Olivia przerwała niezręczną ciszę.

-"tak... no dopóki nie wyjdziesz"

brunetka zaśmiała się cicho

-"ja wiem że nie znamy się długo... "
zaczęła nieśmiało

-"ale czuje się przy tobie lepiej, bezpieczniej "

nastąpiła niezręczna cisza żadne z nasz nie wiedziało co ma powiedzieć

-"to ja już pójdę "

brunetka chciała wyjść ale pociągnąłem ją za rękę tak że wpadła w moje ramiona a ja ją mocno przytuliłem

-"to dobrze że tak się czujesz"

szepnąłem do jej ucha. dziewczyna wtuliła się w moje ramiona. a ja czułem spokój i ulgę.

-"musze iść"

brunetka szybko się odsunęła i starała łzy z policzka.

-"nie płacz malutka"

powiedziałem żeby ją uspokoić a ona popatrzyła na mnie takim niewinnym wzrokiem po czym kolejna łza spłynęła po jej policzku.

OLIVIA
czułam się w ramionach Justina bezpieczna czego dawno nie czułam więc zaczęłam płakać gdy brunet mnie przytulił. w końcu chłopak przerwał cisze która nastała

-"wiesz że chce ci pomóc... "
-"dlatego bijesz się z Tonym? "
-"ej on zaczął. ale nie o tym mówię"
-"to o czym"

spojrzał na moje ręce

-"chce ci pomóc z wszystkimi problemami ale... "
-"ale co? "
-"ale musisz dać sobie pomóc"

nikt mi niegdy nie pomagał zawsze radze sobie sama więc nie wiedziałam co powiedzieć. mój wzrok znów wlepiłam w podłogę a paznokcie dalej nerwowo wbijałam w rękę. brunet złapał moją dłoń abym nie zrobiła sobie więcej ran.

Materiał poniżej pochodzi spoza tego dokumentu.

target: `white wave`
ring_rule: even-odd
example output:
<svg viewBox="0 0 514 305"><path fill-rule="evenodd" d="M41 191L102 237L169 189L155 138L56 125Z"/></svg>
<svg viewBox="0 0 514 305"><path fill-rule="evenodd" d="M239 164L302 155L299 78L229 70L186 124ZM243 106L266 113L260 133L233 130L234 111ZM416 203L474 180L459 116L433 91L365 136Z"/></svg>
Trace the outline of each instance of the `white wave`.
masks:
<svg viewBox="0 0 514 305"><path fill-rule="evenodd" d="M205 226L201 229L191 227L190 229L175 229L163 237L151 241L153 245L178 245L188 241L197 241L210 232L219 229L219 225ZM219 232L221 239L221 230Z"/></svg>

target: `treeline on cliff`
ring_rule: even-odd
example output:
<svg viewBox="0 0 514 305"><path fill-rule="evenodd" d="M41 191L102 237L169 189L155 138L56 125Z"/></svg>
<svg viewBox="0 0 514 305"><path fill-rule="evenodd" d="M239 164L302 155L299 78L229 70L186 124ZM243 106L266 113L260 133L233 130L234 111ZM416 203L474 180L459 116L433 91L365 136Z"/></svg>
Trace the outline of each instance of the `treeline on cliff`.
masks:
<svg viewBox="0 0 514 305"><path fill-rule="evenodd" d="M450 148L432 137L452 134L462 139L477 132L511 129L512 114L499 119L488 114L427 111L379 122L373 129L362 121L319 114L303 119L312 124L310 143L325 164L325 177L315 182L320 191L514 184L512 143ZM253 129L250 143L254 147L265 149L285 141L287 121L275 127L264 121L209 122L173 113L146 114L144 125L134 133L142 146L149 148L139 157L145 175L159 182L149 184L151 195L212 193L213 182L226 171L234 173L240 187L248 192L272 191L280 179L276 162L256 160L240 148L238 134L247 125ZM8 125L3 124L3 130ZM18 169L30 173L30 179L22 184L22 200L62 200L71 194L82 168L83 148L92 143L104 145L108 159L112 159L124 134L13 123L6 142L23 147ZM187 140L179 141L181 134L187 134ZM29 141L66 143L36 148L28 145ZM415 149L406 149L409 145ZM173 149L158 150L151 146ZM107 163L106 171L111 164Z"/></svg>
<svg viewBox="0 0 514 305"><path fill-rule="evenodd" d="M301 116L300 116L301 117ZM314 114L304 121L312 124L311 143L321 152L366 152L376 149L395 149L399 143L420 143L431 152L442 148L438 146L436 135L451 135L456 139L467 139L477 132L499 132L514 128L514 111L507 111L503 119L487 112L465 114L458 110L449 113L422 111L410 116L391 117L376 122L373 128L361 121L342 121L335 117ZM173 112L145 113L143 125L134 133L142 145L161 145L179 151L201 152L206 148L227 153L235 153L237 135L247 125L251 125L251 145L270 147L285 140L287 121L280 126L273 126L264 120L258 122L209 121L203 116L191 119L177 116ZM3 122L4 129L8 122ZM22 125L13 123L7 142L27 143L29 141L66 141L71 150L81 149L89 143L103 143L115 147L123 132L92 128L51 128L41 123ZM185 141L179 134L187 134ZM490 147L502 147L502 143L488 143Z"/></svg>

-"Olivia ja wiem że nigdy nie dostałaś pomocy ale ja pragnę ci ją dać. "

zagrodził mi drogę rękoma i wyszeptał to do mojego ucha a mnie przeszły ciarki. zrobiło się bardzo niezręcznie i jakby ciepło?

-"to ja już pójdę"

odezwałam się w końcu, szybko odwróciłam i wyszłam.